When it appeared for the first time on Warwick Pond, pond resident Phillip D’ercole argued the city should revalue his property since he was being denied of the pond’s use. His outcry resonated with other pond residents who, along with D’ercole, took a fresh look at the environment and what might be the source of the blue-green algae. As water temperature, sunshine and nutrients all have a role in providing conditions for cynobacteria, the group immediately targeted the Rhode Island Airport Corporation and the relocation of the Winslow Park playing fields on the west side of the pond to a potential source of fertilizer being washed into the pond. Studies did not validate their claims but heightened awareness of the potential impacts of home yard fertilizers, failing septic systems and animal waste on the pond.
The friends held regular meetings, inviting speakers from state agencies, higher education and environmental groups to address them. They expanded their base from Warwick Pond to include other ponds in the city as well as streams and rivers. On Sunday members of the group paddled and motored to the center of Warwick Pond to hold an open air, on-the-water meeting. About 40 people were in attendance.
“We’re hoping there’s no algae bloom, although we haven’t done much [in the past year],” D’ercole said. He went on to explain the group has not identified additional sources of nutrients and is waiting for completion of a study examining the constricted outflow of the pond into Buckeye Brook, which is believed to be the cause of higher-than-customary pond levels and the flooding of Lakeshore Drive this spring.

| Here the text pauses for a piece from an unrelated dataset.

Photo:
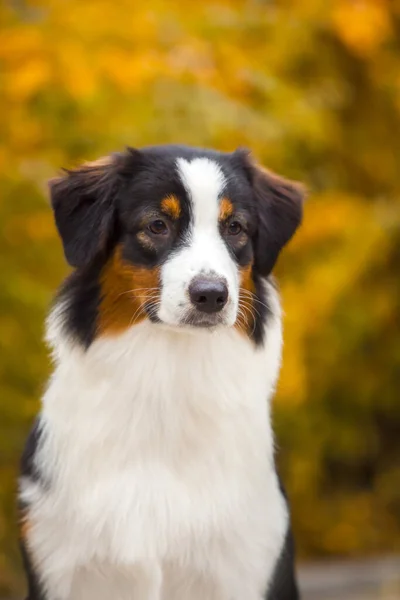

D’ercole said the study is being done under city contract and should be completed this December, but he doesn’t hold out hope that it will be sufficient to gain Department of Environmental Management approval to open up the brook. He fears the work could require an alteration to the fresh water wetland permit with demand for involvement from the Army Corps of Engineers and an environmental impact statement.
“At the minimum, we’re looking at a one-year delay,” he said.
He said the group has been taking water samples from Skin Flint Brook that flows into the north end of the pond from Spring Green Pond and runoff from Confreda Farm.
“We may be able to find some nutrients,” he said.
Meanwhile, D’ercole and the group said the cooler-than-usual summer along with more rain, which has meant less sunshine, might offer a reprieve from cynobacteria.
“The water looks clear on one day and then three or four days later it turns green,” said Marybeth DeNuccio, who hosted the post-meeting picnic at her home while her husband took the occasion to go water skiing.